(By Balachander) BMO Capital downgraded rating on shares of Legg Mason Inc. (NYSE: LM) to "underperform" from "market perform", saying the company is not as well positioned as peers.
The brokerage believes Legg Mason is not as well positioned to participate in a potential rotation to equities relative to peers given its high weighting of 78 percent of AUM in fixed income and liquidity mandates.
While equity fund performance at Legg's affiliates has improved recently, just 47 percent of equity mutual fund AUM ranks in the top half of its Morningstar peer group for the trailing three years, and there is a lag between improved performance and when products get back on the radars of advisors and investors, BMO wrote.

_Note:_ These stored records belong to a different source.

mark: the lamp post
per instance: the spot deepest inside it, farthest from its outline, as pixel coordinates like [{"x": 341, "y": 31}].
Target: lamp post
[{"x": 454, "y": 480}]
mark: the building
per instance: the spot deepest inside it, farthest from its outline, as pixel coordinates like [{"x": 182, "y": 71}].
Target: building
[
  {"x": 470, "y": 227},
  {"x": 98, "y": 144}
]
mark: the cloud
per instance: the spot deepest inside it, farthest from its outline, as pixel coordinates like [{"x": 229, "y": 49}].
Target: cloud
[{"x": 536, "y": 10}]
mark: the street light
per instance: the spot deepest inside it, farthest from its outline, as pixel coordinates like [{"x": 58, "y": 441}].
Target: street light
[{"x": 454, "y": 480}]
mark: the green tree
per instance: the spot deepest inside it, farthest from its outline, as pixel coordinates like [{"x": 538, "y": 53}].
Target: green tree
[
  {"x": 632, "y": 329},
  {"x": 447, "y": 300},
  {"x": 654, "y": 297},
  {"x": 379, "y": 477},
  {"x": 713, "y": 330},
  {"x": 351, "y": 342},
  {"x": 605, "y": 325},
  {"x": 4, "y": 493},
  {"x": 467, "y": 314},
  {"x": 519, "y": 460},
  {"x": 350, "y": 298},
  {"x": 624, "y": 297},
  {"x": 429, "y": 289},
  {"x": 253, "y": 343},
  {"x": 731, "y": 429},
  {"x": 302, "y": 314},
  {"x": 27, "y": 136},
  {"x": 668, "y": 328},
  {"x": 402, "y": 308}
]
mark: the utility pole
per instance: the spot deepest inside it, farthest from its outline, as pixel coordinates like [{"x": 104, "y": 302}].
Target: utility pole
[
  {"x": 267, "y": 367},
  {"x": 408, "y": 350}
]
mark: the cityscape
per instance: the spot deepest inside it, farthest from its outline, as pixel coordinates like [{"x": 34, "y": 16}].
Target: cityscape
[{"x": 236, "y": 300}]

BMO has a price target of $26 on the stock.
"If the recent strength in equities and equity flows proves to be short lived, we believe Legg Mason still faces fee rate pressure given its mix shift over the past 16 months to less equity and more liquidity AUM," the brokerage said.
BMO also expects 2013 net new asset growth for Legg to be the lowest in our coverage with -0.3 percent growth compared to +3.8 percent for peers.
The company has gaps in its current product offering, including alternatives and global equities, and BMO believes it may take time for these gaps to be filled.
Legg Mason is a global asset management firm, with $649 billion in assets under management as of December 31, 2012.
LM shares, which have been trading in the 52-week range of $22.36 to $29.49, traded 0.64 percent higher at $26.70 on Tuesday.